What do you think is hard about making transitions in life?

I feel like transitions are hard because…is it okay if I talk about my plans to transfer schools?

Yeah, sure, you can talk about anything you want!

Well, here at William & Mary I like it okay, but I didn’t think about going to a liberal arts school when I’m interested in science, and so I don’t feel like there’s the right kind of opportunities for me here. Since I’m transferring, I feel like I’m giving up on myself in a way. In all reality though, I’m not really giving up on myself, I’m just going after more opportunities that are available at a different school.

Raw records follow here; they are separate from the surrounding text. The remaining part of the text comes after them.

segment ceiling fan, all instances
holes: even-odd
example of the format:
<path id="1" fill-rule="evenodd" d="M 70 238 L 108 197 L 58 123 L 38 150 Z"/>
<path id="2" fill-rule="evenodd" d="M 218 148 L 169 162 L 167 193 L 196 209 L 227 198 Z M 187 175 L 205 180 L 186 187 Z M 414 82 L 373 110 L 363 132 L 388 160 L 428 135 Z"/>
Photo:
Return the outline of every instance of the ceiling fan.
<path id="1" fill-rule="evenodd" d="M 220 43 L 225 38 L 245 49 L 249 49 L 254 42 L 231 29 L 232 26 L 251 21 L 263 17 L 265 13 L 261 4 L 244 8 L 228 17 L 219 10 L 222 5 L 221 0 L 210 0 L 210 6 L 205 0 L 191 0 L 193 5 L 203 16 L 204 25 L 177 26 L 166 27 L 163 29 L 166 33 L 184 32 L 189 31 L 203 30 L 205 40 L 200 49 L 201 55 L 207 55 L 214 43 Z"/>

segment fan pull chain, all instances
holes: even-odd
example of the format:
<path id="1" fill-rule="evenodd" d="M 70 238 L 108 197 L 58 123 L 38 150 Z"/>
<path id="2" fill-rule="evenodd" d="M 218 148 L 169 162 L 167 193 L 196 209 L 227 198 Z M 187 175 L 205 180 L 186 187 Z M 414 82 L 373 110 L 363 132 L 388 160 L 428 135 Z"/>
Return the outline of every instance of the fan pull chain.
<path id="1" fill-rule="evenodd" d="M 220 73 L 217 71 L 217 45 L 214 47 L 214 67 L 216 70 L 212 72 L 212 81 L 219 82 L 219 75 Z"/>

So this was my inspiration for starting a blog about transitions, because I feel like when people are in college, it’s hard because there are a lot of expectations from your friends and family.

Do you think that the transition to a new school will be easier or more difficult than the transition was from high school to William & Mary?

I’ll probably end up transferring to ODU (Old Dominion University), and that school is a lot more diverse, which is what I was looking for in a school all along. So in that sense, I feel like it will be easier. But in another sense, I’m really afraid of it because I’m going to be starting over again. It’s going to be my second year of college, and I was finally adjusting to William & Mary and starting to like it. I just decided that the classes that I was taking just weren’t interesting me, and since it was hard for me to change my major and take different classes here, I had to decide to transfer to a different school. I think that transferring in itself will be the hardest part – starting over and having to meet new people. I was just now adjusting to William & Mary, and starting to say “I wanna do this next year” and “I want to do this when I’m a senior” so now I feel like I’m just starting over and having to make new plans.

What’s one thing that you appreciate about William & Mary or one thing that you’ll miss about the school?

I’ll definitely miss the scenery. One of the main things that drew me to this school is how small it is, and how it’s right next to Colonial Williamsburg. The school that I’m transferring to isn’t like the way it is here. It’s bigger and it’s in downtown Norfolk, and so there’s a lot more things that are going to be going on around it. So I’ve definitely appreciated William & Mary and the opportunities that it has given me, even being here for such a short amount of time. Being here has definitely opened my mind a lot more too.

When I was in high school, I went to a predominantly black school and the area that I live in at home is predominantly black. So coming here was a culture shock for me. I was so used to diverse communities and experiencing what it has to offer. It was definitely something that I had to adjust to. I had to accept that not every place is going to be the same and that even if I don’t like something in the beginning, it can come to fruition in the end.

How do you think being in a more diverse community will impact your individual success or happiness?

I was on edge coming here when I found out that it wasn’t as diverse as I had hoped for it to be- it’s something I look for in a school and/or community. I feel like going back to a community where there is more diversity will help shape my identity in a positive way.

My high school was very diverse – there were blacks, Hispanics, Asians, whites. I actually had a friend who was from Palestine. So, through being in such a diverse environment, I felt like I got to experience a greater variety of personalities and cultures. My friend from Palestine taught me some Arabic jokingly one day and another friend from Vietnam taught me how to say some things in Vietnamese. I didn’t remember it afterward, but just saying that I had friends who could teach me new things was pretty cool. My dad is from Mexico so I know a little bit of Spanish. Being in a place where different languages were spoken really helped me to step out of my comfort zone in embracing my family’s culture and other cultures. So overall I think I’ll be able to grow more and be happier in a place where I am more encouraged to cross boundaries and celebrate diversity, that’s what I’m looking for.